Physics student wins Thomas Young Centre Poster Prize

PhD physics student Bethan Cornell has recently won the Thomas Young Centre Student Day poster prize. The Thomas Young Centre is a materials modelling centre for the theory and simulation of materials in London. They fund the supercomputer on which Bethan works.

Bethan Cornell
Bethan Cornell

Bethan studies a class of molecules in bio-imaging called 'fluorescent molecular rotors'. To try and find out how the molecules work, she performs quantum mechanical level simulations to see how they interact with their environment. This supports work, including that done by PhD student Emilie Steinmark, to measure cellular viscosity.

Bethan explained what inspires her to work in this area: ‘I'm a Physicist by training but was always really keen to work in an area that I felt was 'giving back' some of the knowledge I have gained. Viscosity is linked to so many important areas of biology including, for example, cancer, diabetes and Alzheimer's disease. I love the fact that although I'm trained in a theoretical discipline, I can contribute to these fields and in my own little way help improve our understanding of big diseases’.

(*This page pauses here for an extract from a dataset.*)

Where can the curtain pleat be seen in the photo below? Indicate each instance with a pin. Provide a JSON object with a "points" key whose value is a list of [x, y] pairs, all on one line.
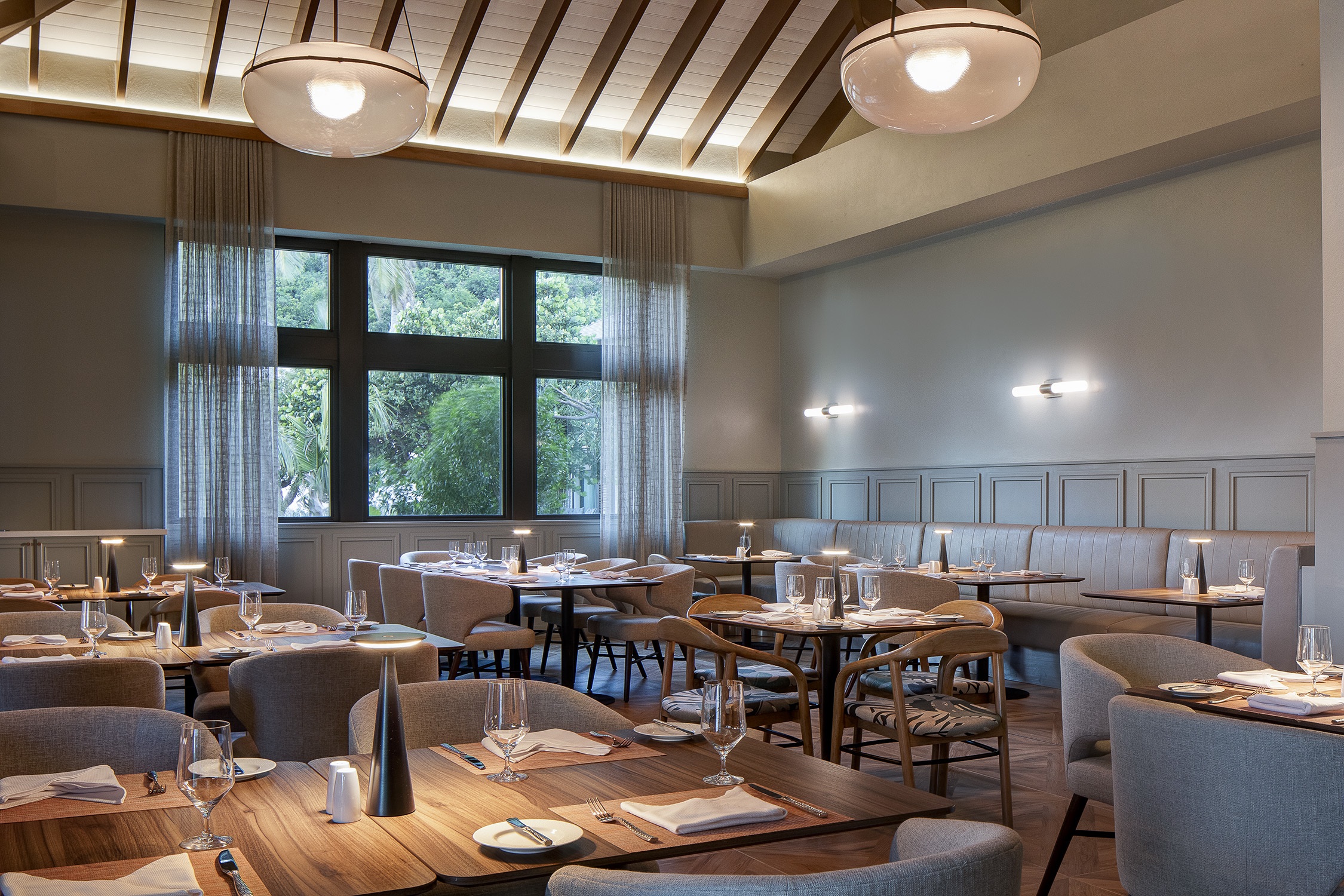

Bethan said: 'I'm so pleased that Emilie and I have been able to display the importance of better understanding molecular viscosity in the last few weeks. It's a really exciting time in our field and I'm so happy that my work is recognised to be contributing'.

In the next few months Bethan will be showing her work at a conference on computational molecular science in Warwick and then she will be attending a school in Switzerland to learn more techniques. She also hopes to publish the findings from her poster shortly.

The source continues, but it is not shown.